Nadja und Inga bleiben am Campingplatz zurück, denn für diese Nacht steht quasi mein Vatertag an: Mit dem Kajak will ich den Fjord entlang paddeln, bis ich einen Platz für ein kleines Zelt gefunden habe und dann die Nacht im Freien verbringen.
Quasi ein echtes Männer-Abenteuer
Nach 45 Minuten bin ich wieder an den sieben Schwestern vorbei, doch die drei Stunden Paddelei am Mittag spüre ich nun doch in den Knochen.
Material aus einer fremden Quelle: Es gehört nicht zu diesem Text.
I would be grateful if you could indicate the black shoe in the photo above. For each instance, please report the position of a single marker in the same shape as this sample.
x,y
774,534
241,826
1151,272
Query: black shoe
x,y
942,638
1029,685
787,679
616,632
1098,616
Nach zwei Stunden werde ich unruhig, die Hänge rechts und links des Fjords sind so schroff, dass es keinerlei Möglichkeit gibt ein Zelt, und sei es noch so klein, aufzustellen. Mittlerweile bin ich fast bei der Hälfte des Fjords angekommen und die Sonne steht schon tief, als ich auf der rechten Seite einen Felsen sehe, dessen Oberseite fast waagrecht abgeflacht ist.
Dahinter ist es steil und ein paar Bäume stehen am Wandfuß, aber der Fels wäre ausreichend groß für mein kleines Zelt.
Ich räume viele Steinchen weg, stelle das Zelt auf und da keine Chance besteht Erdnägel oder Heringe einzuschlagen, sichere ich alle Leinen mit dicken Felsbrocken, die überall herum liegen.
So sitze ich in der Abendsonne, esse die wenigen Sachen, die ich mitgenommen habe und genieße die unglaubliche Stille.
Und entgegen meiner Vorstellung, einmal Zeit zu finden, um über alles Mögliche nachzudenken, stellt sich einfach Ruhe ein. Kein Gedanke ist mir wichtig. Der Fjord, die Sonne, die Wolken. Den Wellen beim kräuseln zusehen. Nichts denken.
Dann schwimmt auch noch tatsächlich ein Otter vorbei. Ich sitze auf meinem Felsbrocken und bin ganz ganz still. Ein Otter in freier Natur. Leider bleibt er nicht, sondern zieht seiner Wege und ich kann ihn auch nicht fotografieren. Der Zauber bleibt.
Zumindest bis es in unmittelbarer Nähe zu donnern beginnt. Rasch suche ich noch mehr Steine zusammen. Einen heftigen Wind würde mein Zelt nicht überdaueren. Kaum bin ich fertig, beginnt schon einer dieser heftigen Norwegischen Regenfälle. Es prasselt wild auf mein Zeltdach. Doch es kommt kein Wind auf. Der Fjord hält den Wind vielleicht ab. Nach einer Stunde schlafe ich wohl ein. Das Zelt ist dicht, das Wasser sammelt sich auch nicht unter mir. Tun kann ich eh nichts mehr. Dann kann ich auch schlafen.